Page 1 of 1

SSL error using x3270 <SOLVED>

Posted: Sat Feb 20, 2021 12:00 pm
by Tony229
Hi All
Let me start by stating that I'm a complete newbie so please excuse my ignorance.
I'm getting a "TLS: SSL_connect failed-1: reason(0)" error when using x3270 to connect to a host that only support TLSv1.0.
I'm using x3270 v4.0 running on Linux Miny 20 Cinnamon, Cinnamon version 4.6.7, Linux Kernel 5.4.0-64-generic.
I've run a wireshark trace and it looks like it's a protocol version issue so I'm assuming it's the TLS version.
I've tried updating my openssl.cnf file to allow TLSv1.0. (and rebooting)
I've tried prepending the host name with L:Y: when making the x3270 connection
All to no avail, I'm still getting the same error.
I've attached a copy of my openssl.cnf file, a copy of the wireshark conversation, and a copy of the x3270 trace.
Any assistance or suggestions would be appreciated.

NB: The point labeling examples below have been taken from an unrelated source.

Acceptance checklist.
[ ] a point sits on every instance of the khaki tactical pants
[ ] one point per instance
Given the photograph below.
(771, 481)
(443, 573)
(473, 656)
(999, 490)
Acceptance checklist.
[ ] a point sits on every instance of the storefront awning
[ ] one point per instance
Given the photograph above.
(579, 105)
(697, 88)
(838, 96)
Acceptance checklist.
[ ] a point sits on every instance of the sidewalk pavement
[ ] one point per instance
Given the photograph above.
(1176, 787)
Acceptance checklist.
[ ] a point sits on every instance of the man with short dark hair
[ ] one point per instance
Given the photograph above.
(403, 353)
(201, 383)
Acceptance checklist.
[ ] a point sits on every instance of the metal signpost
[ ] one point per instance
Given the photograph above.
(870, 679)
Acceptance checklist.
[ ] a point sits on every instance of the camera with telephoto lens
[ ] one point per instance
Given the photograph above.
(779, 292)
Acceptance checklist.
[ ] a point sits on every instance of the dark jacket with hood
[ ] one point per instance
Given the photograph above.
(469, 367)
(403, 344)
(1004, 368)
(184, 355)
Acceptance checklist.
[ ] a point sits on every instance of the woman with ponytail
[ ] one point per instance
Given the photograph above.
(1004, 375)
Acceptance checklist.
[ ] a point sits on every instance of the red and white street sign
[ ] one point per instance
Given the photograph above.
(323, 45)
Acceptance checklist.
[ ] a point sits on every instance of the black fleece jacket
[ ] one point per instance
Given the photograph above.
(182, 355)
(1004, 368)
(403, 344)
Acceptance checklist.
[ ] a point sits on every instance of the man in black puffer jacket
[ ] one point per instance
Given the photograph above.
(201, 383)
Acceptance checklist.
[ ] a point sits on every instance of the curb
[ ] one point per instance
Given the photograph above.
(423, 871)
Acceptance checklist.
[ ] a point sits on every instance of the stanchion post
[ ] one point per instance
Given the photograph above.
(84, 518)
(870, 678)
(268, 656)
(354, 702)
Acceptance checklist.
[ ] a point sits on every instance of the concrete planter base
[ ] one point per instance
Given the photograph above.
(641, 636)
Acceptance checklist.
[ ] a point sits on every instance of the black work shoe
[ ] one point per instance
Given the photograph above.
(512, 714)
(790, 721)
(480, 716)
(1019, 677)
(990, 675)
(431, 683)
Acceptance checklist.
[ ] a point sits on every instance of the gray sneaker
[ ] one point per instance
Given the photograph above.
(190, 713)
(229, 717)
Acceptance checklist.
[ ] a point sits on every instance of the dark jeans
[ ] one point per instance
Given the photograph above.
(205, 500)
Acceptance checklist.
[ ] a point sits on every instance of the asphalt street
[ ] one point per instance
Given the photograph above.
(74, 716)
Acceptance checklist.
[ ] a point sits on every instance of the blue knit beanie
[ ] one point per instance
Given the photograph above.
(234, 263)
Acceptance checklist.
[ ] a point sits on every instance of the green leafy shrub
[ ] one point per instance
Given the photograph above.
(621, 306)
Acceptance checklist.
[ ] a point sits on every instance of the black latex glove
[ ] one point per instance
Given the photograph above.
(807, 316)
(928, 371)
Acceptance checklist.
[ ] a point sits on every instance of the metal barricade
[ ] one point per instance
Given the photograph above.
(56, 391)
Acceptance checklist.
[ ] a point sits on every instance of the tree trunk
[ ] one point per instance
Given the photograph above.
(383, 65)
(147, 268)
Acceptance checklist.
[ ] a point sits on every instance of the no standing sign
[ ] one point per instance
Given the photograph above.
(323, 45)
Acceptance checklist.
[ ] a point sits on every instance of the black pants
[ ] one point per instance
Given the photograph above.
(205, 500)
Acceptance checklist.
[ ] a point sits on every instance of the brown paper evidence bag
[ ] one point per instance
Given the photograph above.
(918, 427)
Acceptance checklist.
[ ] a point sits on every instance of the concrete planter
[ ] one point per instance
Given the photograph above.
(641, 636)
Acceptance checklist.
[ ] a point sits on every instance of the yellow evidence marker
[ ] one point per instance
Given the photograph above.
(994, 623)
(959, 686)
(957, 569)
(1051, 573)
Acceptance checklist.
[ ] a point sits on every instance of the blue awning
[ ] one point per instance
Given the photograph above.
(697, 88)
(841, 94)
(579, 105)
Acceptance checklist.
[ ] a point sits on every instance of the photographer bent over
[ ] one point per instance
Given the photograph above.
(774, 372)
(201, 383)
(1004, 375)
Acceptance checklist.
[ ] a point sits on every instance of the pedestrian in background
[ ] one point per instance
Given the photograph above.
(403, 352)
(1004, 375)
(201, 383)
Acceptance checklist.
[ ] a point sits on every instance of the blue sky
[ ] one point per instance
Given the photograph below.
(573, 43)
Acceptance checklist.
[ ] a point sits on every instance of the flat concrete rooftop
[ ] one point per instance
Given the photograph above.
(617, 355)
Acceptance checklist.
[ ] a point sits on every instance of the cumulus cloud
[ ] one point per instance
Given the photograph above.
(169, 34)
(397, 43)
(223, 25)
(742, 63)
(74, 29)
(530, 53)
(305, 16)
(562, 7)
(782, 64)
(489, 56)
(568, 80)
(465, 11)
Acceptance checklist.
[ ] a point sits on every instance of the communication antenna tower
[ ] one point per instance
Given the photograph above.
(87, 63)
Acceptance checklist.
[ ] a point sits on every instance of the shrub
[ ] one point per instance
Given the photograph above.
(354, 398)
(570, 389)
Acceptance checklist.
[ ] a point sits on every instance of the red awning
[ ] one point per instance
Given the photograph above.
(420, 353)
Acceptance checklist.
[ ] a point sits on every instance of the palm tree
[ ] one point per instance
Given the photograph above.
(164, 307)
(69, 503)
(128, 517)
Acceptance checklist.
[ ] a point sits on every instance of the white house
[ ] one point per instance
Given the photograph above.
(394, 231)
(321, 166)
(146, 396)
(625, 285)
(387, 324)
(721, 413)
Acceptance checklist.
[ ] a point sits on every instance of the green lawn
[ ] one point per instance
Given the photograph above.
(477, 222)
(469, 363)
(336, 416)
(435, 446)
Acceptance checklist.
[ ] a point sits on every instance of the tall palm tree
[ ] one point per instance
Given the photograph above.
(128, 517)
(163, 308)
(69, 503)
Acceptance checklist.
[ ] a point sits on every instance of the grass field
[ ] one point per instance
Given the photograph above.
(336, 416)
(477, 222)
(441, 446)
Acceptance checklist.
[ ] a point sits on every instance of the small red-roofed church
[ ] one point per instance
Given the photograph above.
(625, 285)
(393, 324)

After all this I managed to resolve the problem with this link from stackoverflow. ... -available

As a newbie I was initially caught out as I had read earlier that the first section in the openssl.cnf file is the default section and spans until the first named section.
I took this to mean that I didn't need to specify "openssl_conf = default_conf" if I included the other settings at the top.
This is where I went wrong. My problem was solved once I specified "openssl_conf = default_conf" at the top and create a "[default_conf]" section at the bottom along with the ssl_conf sections.
I've attached my customized openssl_cust.cnf file for reference.